Benjamin Warner’s debut novel Thirst (Bloomsbury, £12.99/Audible, £14.99) takes place in the immediate aftermath of a mysterious disaster that has scorched riverbeds and evaporated all the natural water. Eddie Chapman and his wife Laura find themselves thrust together with their neighbours as they suffer the effects of the searing heat, their rising thirst and the realisation that no one is coming to help.
Well done on your first novel. What did it take to get here and what did you learn along the way?
Thank you. I’ve been interested in writing novels for a while now, ever since I learned it was possible, really – that you didn’t have to live several hundred years ago to attempt one. But in writing Thirst, what I really learned was how to polish a novel. I was lucky enough to work with a really smart editor at Bloomsbury, Lea Beresford, who was both meticulous and caring enough to get after me about word choice. We had many very productive battles over particular words, and spent almost a week going back and forth about a single sentence. It was a wonderful experience, and I felt very privileged to find myself in that kind of creative space.
They’re characters under tremendous environmental stresses, they’re sick and they’re getting sicker.
What inspired you to write Thirst?
I was reading an article about some inventors in San Francisco, and one of them mentioned how stable water is. He was complaining about that. That he couldn’t really change its composition made it hard to work with. That idea of “stability” got me thinking about water, of course, but also about suburban life and how its stability is often built on very thin stuff.

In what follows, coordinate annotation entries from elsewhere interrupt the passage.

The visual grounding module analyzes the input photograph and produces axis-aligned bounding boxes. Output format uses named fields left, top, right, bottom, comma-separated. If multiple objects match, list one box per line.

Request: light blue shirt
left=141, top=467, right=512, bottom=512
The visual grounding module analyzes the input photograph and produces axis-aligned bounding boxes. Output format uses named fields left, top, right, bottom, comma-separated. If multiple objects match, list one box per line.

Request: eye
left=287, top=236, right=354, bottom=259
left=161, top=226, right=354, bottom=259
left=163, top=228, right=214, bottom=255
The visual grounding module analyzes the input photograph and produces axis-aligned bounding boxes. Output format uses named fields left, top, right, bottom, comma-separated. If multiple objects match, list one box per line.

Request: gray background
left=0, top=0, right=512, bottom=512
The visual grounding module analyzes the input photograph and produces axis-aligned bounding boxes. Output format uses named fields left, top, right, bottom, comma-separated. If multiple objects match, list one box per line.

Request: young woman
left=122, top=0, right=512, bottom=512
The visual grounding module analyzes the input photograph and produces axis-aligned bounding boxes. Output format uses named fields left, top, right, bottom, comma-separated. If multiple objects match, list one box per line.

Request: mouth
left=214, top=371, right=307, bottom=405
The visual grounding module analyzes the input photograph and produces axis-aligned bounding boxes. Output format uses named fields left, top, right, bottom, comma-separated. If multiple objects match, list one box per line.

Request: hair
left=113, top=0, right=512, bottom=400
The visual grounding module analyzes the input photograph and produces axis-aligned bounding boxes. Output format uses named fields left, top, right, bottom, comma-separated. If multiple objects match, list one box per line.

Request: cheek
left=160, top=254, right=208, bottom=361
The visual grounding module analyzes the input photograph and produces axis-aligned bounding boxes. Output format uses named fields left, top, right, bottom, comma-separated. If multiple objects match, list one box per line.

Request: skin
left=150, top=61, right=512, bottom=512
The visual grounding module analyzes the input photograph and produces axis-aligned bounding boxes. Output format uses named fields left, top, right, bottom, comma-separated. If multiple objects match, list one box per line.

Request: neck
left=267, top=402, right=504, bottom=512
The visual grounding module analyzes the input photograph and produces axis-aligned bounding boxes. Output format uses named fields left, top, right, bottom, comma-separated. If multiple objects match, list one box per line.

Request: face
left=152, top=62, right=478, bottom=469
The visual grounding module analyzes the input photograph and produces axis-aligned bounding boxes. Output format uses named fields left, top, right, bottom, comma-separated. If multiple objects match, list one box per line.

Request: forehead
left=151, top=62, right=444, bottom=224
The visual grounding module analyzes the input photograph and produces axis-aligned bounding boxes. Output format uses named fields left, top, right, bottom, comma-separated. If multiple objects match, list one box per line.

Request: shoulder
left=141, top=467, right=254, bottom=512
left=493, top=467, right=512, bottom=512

The environmental disaster that unfolds feels frighteningly plausible. What research did you do?
I have a scientist friend who turned me on to a few articles about dehydration. The environmental disaster itself is a mystery to the main character and I try to burrow deep inside his head and remain there. Because of that, I know what he knows, and so my research, if you can call it that, had more to do with fear and anxiety.
Was it challenging to take your characters into such dark places and ensure unlikeable characters retained their magnetism?
I don’t think of Eddie and Laura as unlikeable. They’re characters under tremendous environmental stresses, they’re sick and they’re getting sicker. They make some really poor decisions, but I don’t hold that against them. They become versions of themselves they wouldn’t have recognised even a day earlier. Yes, it was a challenge taking them to such dark places but that’s because I grew to know them well and care about them as I wrote the novel.
Was it difficult to sustain the fast paced, urgent style of the novel?
I’m glad you found the style urgent. My goal was to infuse an uncertainty into each sentence – at least in the way those sentences charged the plotting of the story. This goes back to getting as deep as I could into the characters’ heads. To really live the experience of Eddie and Laura, I imagined the story could not get in its own way and slow itself down.
Does genre matter to you?
No, not really. I’ll read anything if I’m hooked by the voice of the storytelling and if I feel the characters are rendered with an artful hand.
The book begs the reader to ask what they would do in such a situation. How would you cope in a similar crisis?
I’m afraid that I’d behave badly too, though not as badly as Eddie. I don’t think I’d be caught as off guard as he was, or be quite as paranoid. But I’m not sure. We have a few gallon jugs of water in our basement and though those jugs would be the ultimate resource, having them would fill me with an anxiety to ration and protect them too.
What hope do you think there is for community-led action in the world which often feels so full of self-interest?
Oh, I think community-led action always leads to bigger, better, more peaceful results than acts motivated by self-interest. Once you start to care deeply about a community, selfishness begins to feel silly. That’s been my experience, at least.